Two trafficking survivors provided the summit's most dramatic moments.

Barbara Amaya, 56, said she was about 12 when she ran away to Washington after suffering years of abuse at her family's five-bedroom home in Fairfax, Va. A trafficker spotted her at Dupont Circle and took her back to her apartment. The woman and a man then sold Amaya to another trafficker, who took her to New York.

"I grew up on the streets of New York being trafficked," Amaya said. "I was raped more times than I can remember."

Shandra Woworuntu, 37, described how she had lived with her well-off family in Indonesia and was working in a bank when she legally traveled to the United States, thinking she had landed a legitimate job as a waitress in Chicago.

She said she flew to New York City "with a lot of hope that the United States is a dream land." Instead, she was forced into the sex trade.

She, like Amaya, now advocates for human-trafficking survivors.

Educate the public

State Assistant Attorney General Tracy M. Thompson said New Jersey had been conducting training sessions and awareness events around the state to teach people who may come into contact with trafficking victims - including police, taxi drivers, and hotel workers - how to identify the crime.

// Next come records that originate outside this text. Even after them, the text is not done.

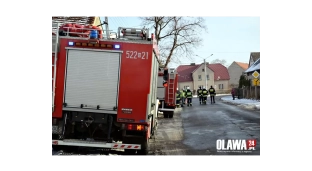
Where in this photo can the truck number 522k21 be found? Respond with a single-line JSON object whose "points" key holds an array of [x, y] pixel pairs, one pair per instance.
{"points": [[136, 55]]}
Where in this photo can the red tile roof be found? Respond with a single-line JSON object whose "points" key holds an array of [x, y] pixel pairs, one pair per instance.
{"points": [[219, 71], [185, 72], [243, 65]]}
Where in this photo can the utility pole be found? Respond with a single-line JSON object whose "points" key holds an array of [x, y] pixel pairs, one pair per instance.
{"points": [[205, 73], [106, 27]]}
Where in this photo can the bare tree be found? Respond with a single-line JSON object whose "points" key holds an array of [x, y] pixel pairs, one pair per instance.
{"points": [[176, 36], [221, 61]]}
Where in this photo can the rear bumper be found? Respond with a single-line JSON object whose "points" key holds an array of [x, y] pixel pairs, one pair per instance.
{"points": [[83, 143]]}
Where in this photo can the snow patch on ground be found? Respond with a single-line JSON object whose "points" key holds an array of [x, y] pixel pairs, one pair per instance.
{"points": [[244, 103]]}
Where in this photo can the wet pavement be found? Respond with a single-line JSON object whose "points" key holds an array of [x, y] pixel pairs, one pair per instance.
{"points": [[194, 130]]}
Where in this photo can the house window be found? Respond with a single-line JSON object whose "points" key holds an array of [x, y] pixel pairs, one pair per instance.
{"points": [[220, 86]]}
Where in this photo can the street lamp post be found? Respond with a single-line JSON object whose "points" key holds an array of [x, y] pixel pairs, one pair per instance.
{"points": [[205, 69]]}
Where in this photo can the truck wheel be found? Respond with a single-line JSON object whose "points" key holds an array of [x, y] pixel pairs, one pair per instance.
{"points": [[171, 114]]}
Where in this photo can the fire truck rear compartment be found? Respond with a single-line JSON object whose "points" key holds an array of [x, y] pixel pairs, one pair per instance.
{"points": [[91, 81], [90, 95]]}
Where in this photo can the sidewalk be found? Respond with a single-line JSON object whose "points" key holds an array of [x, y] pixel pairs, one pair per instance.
{"points": [[216, 95], [245, 103]]}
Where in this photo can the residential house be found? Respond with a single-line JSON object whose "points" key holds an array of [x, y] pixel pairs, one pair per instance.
{"points": [[254, 64], [236, 69], [254, 67], [253, 57], [193, 76]]}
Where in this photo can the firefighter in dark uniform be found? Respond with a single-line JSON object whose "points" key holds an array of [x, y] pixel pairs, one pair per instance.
{"points": [[212, 93], [199, 95], [178, 98], [204, 95], [184, 96], [189, 96]]}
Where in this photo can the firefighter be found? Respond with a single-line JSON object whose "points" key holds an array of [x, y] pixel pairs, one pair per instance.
{"points": [[199, 94], [178, 97], [212, 93], [182, 95], [204, 95], [189, 96]]}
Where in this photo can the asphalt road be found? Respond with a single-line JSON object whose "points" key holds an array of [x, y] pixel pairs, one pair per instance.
{"points": [[194, 130]]}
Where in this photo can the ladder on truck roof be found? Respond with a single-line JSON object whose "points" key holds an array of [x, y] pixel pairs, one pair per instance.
{"points": [[171, 89], [133, 33]]}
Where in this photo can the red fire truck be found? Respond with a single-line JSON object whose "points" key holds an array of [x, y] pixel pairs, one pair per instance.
{"points": [[105, 90]]}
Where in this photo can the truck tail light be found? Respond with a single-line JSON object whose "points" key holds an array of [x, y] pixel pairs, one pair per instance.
{"points": [[135, 127], [54, 121]]}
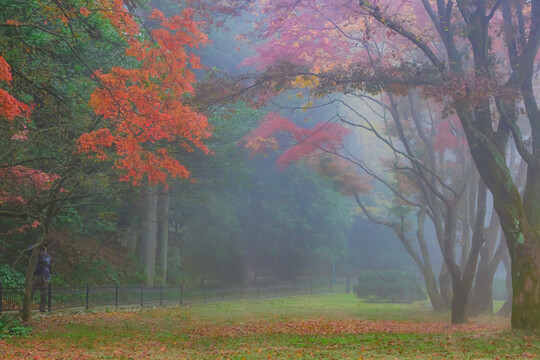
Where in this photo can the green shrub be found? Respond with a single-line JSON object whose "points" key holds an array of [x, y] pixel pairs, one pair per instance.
{"points": [[9, 277], [389, 286], [10, 326]]}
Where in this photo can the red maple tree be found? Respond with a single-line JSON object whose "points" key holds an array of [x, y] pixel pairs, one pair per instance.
{"points": [[144, 106]]}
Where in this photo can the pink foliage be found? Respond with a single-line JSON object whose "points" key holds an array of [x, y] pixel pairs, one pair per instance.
{"points": [[322, 137]]}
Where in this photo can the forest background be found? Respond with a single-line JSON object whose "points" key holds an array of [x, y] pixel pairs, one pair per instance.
{"points": [[89, 168]]}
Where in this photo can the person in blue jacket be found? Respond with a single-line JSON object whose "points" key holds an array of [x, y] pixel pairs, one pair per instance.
{"points": [[42, 276]]}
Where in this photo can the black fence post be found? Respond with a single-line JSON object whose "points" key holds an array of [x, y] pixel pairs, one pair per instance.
{"points": [[181, 293], [49, 296], [87, 295]]}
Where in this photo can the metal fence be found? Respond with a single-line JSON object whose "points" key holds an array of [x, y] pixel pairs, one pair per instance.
{"points": [[90, 296]]}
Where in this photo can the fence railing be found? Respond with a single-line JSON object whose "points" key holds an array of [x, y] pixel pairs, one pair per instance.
{"points": [[89, 296]]}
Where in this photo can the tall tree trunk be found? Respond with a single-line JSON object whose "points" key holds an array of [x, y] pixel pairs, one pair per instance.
{"points": [[163, 232], [26, 312], [150, 241], [506, 309]]}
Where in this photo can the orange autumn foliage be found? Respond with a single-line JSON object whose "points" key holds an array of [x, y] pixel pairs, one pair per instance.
{"points": [[10, 107], [144, 106]]}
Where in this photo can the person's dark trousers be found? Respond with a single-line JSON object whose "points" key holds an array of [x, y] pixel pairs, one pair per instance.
{"points": [[39, 284]]}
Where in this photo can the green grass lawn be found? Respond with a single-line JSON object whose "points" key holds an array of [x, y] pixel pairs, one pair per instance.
{"points": [[335, 326]]}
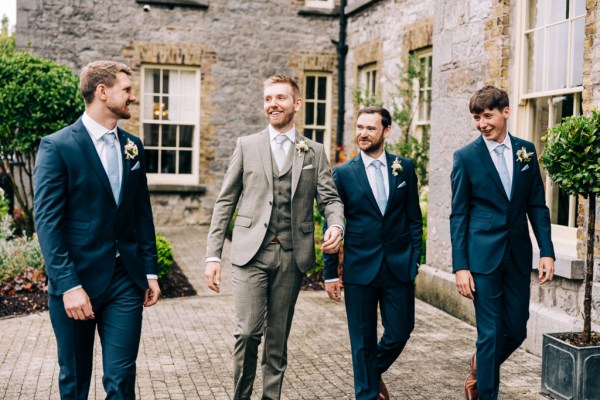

Two weeks before the Super Bowl, the Attorney General's Office will hold assemblies around the state to educate the public about identifying and staying away from human trafficking.

In Washington, Casey is cosponsoring the Domestic Child Sex Trafficking Prevention and Response Act, which was introduced in June and which would "better enable state child welfare agencies to prevent sex trafficking of children and serve the needs of children who are victims of sex trafficking," according to a summary of the bill.

The bill is in the Health, Education, Labor and Pension Committee that Harkin chairs. Casey is a member of that panel.

In his letter to Harkin, Casey said the legislation would help trafficked children by addressing "the gaps in our knowledge about the number of children who are trafficked each year by improving data collection, ensure that children who are sexually exploited are treated as victims of child abuse . . . and require law enforcement to notify the National Center for Missing and Exploited Children when a child goes missing from the welfare system."

Casey said in an interview Thursday he would like to see more progress in strengthening state laws in Pennsylvania, too.